The philosopher Ryan Holiday writes in his modern stoicism book, Stillness is the Key, about Fred Rogers, a American childrens’ television presenter whose show, Mr Rogers’ Neighborhood, aired from 1968 to 2001. 

“Look for the helpers”, Mr Rogers would tell the children whenever a horrible news story broke in the world. “The world is full of doctors and nurses, police and firemen, volunteers, neighbours and friends who are ready to jump in to help when things go wrong.”

Hope as a way to find purpose

Hope, looking for helpers, and helping itself, gets us through when something utterly unfair is happening. Hope doesn’t mean that everything will turn out ok, but it can help us to find purpose and meaning in a world that seems fundamentally unfair and difficult.

The playwright, intellectual and politician Vaclav Havel used hope as his own lifeline whilst imprisoned between 1979 and 1983. He makes clear that hope is part of the soul, to be found even in seemingly hopeless situations:

Hope, in this deep and powerful sense, is not the same as joy that things are going well, or willingness to invest in enterprises that are obviously headed for early success, but, rather, an ability to work for something because it is good, not just because it stands a chance to succeed.

vaclav havel

Havel went on to be elected President of Czechoslovakia in 1989 after hope got him through his time in prison.

The arc of the moral universe may bend slowly towards justice, but it is up to each of us to help bend it. We must search for, uphold, and spread the truth, however gradual and imperfect the progress.

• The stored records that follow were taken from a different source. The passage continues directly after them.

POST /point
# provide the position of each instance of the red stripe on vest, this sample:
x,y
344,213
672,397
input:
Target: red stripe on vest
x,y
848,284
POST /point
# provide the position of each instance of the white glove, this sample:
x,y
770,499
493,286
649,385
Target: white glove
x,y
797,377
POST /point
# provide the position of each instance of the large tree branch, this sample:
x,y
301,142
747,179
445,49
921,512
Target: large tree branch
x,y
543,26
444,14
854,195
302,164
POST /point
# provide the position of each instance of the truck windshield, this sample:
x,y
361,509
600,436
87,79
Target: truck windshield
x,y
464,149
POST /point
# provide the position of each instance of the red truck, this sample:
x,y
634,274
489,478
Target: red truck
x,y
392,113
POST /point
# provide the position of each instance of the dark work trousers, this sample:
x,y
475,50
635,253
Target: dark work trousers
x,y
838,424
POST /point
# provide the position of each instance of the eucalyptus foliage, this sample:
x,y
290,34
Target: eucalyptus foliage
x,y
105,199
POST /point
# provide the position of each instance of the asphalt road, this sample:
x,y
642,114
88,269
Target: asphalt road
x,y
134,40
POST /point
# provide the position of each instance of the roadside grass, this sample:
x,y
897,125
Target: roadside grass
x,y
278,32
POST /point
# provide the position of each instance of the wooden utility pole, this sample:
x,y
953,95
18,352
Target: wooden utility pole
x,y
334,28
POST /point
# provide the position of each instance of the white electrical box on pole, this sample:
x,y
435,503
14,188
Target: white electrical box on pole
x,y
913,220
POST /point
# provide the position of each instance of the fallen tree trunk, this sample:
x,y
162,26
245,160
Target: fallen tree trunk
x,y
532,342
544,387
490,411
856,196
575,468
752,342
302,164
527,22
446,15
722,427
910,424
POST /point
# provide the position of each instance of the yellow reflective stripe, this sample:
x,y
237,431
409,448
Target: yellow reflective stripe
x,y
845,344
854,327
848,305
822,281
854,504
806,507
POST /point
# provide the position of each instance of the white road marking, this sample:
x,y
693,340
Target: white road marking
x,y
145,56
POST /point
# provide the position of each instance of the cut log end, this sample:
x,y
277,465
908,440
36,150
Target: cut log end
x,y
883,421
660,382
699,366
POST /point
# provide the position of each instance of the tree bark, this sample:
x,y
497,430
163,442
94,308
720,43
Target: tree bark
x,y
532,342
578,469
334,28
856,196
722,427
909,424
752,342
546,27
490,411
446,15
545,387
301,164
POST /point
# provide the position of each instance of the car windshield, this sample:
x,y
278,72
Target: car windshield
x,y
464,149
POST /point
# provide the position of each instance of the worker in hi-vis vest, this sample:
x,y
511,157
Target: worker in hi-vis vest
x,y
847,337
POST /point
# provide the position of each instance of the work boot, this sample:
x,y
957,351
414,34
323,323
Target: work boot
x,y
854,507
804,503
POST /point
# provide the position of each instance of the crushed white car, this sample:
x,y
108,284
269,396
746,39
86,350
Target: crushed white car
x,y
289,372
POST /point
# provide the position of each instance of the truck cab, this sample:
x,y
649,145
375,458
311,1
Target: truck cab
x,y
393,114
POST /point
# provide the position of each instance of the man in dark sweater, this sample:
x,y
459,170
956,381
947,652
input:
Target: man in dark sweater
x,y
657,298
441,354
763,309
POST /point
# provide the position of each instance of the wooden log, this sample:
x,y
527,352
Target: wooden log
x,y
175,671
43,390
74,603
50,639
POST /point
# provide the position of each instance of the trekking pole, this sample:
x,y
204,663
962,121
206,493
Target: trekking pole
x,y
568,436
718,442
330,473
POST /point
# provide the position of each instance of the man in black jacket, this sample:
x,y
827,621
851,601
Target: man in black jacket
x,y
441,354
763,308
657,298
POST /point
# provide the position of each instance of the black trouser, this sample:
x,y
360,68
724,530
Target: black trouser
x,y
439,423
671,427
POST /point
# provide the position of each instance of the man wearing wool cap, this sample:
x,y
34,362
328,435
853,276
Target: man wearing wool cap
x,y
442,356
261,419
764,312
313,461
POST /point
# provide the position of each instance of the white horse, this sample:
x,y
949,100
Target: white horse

Though the present remains full of suffering and setbacks, we can make it inhabitable through acts of hope – by looking for helpers, helping others, and finding purpose and meaning. Hope fuels the spirit when circumstances seem bleak; it pushes us to keep fighting for what is right and for the truth.

We may not see the fruits of our labour in our lifetimes, but we can live with purpose knowing we stood for truth and justice. The future is uncertain, yet hope makes today inhabitable and gives us the strength to take the next step.